We also wanted to highlight the different forms of video art, creating access points for things we wish we could have been exposed to earlier in life. The whole festival is based on this idea of making space for time-based works that engage with many ideas and approaches to making work.

 So, we have some specific exhibitions for .MOV that focus on these different forms. We also have some really rad friends who are experts in particular realms of video, so we asked them to curate some of these shows. For instance, Understudy Gallery is having an exhibition that highlights performance for video, curated by Quinn Dukes- the Director of the art fair called Satellite. This is a very particular type of performance art that is usually enacted in a specific location, and the only way to document it is with video. So the final piece of art these artists can display is video, but the initial performance act is the communication. We are also highlighting the genre of art video games through an exhibition where visitors can play all of the games on view (this exhibition is curated by a collective that Adán started called Dizzy Spell). Along with this exhibition, we invited a video game scholar (and dear friend), Nicholas O’Brien, to curate a screening based on videos that use game engines in their creation.

Signal Culture (a residency focused on tool-making and video research) recently moved from upstate NY to Colorado, so we are having them program a screening of work from their alumni to showcase the different work happening there.

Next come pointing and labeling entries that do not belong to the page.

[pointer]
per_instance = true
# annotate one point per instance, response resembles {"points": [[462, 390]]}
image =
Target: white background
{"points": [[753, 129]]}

Another show we are super excited about is one we are curating for Redline Contemporary Art Center from the main contributors of a public secret society called New Red Order. The show- “New Red Order: Crimes Against Reality”- examines the contradictions inherent in a society built on both the longing for indigeneity and the violent erasure of Indigenous peoples, lands, and ways of life. NRO provocatively questions how these desires can be channeled into something productive, sustainable, and transformative. The show includes a selection of video work that invites viewers to critically engage with the complexities of settler colonialism, cultural appropriation, and enacting of indigenous futures.

Check out the website for all of the info denvermov.com

New Red Order, Crimes Against Reality, at Redline curated by Adán and Jenna

 

You both describe being exposed to the creative arts through pop culture, school, and family at a young age but also express that video is a particularly under-represented medium. What are some additional resources you would recommend or hope to see made accessible to individuals interested in video?

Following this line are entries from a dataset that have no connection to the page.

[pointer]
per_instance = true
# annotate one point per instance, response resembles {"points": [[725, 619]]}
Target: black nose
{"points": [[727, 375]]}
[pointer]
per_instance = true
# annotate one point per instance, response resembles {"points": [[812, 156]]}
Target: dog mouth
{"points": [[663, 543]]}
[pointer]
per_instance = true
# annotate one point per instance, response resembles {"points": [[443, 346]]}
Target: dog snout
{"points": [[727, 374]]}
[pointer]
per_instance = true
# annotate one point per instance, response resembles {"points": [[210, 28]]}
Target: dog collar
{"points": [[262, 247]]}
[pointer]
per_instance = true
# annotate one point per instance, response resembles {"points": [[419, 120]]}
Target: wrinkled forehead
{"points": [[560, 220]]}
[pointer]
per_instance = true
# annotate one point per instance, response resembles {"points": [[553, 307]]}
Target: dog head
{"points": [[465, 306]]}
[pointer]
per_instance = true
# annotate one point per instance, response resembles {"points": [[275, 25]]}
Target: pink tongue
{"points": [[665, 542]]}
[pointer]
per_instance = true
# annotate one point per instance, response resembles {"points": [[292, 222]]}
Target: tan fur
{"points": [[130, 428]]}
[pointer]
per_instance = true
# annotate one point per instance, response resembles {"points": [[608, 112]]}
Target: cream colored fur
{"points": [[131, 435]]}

Adán:Realistically the places I would like to see time based arts more is K-12 education and just at more art museums. Most students are first exposed to time based arts in college and we can start having those conversations way earlier. This limitation is often echoed in museums and galleries and that has an effect on what is deemed valuable and acceptable culturally outside of those institutions as well.

Jenna: I totally agree. We both worked in academia for longer than a decade and consistently saw our students having no exposure to time-based arts before college.We would like to see contemporary art “normalized” in the way art history is taught before students enter college. It would be so rad if students were already familiar with artists who are alive and making work about important topics using time-based mediums, and not just familiar with dead white-guy painters. So, access points as well as normalizing video within exhibitions is a great way to help with this.

 

Is there anything else you’d like to share here? Upcoming projects or places where we can keep up with what you’re working on? (aka shameless plug portion!)

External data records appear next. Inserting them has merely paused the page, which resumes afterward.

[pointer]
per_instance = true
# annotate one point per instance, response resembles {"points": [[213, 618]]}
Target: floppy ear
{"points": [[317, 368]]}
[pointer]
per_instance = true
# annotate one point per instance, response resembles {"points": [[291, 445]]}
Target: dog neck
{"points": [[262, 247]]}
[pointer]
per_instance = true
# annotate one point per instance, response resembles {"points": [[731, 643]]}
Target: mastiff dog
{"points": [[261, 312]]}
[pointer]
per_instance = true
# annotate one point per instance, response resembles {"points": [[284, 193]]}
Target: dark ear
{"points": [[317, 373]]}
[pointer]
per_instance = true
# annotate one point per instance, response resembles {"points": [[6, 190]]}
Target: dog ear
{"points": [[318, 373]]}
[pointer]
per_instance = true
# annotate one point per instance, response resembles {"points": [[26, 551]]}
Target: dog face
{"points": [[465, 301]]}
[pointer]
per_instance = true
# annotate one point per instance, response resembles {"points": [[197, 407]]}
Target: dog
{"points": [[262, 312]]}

Collective Misnomer might keep doing stuff.

After MOV comes to a close, Maurice and De La Garza will continue their respective video art projects. One of Maurice’s current works-in-progress includes a video essay examining the prolific possibilities within ambiguous “gray areas,” or domains lacking clear definitions. De La Garza, working on “video pieces focused on climate change and the desertification of Earth,” will also embark on a solo tour from Denver to New Mexico and Arizona this September on his way to exhibiting his work at Everybody Gallery in his hometown of Tucson.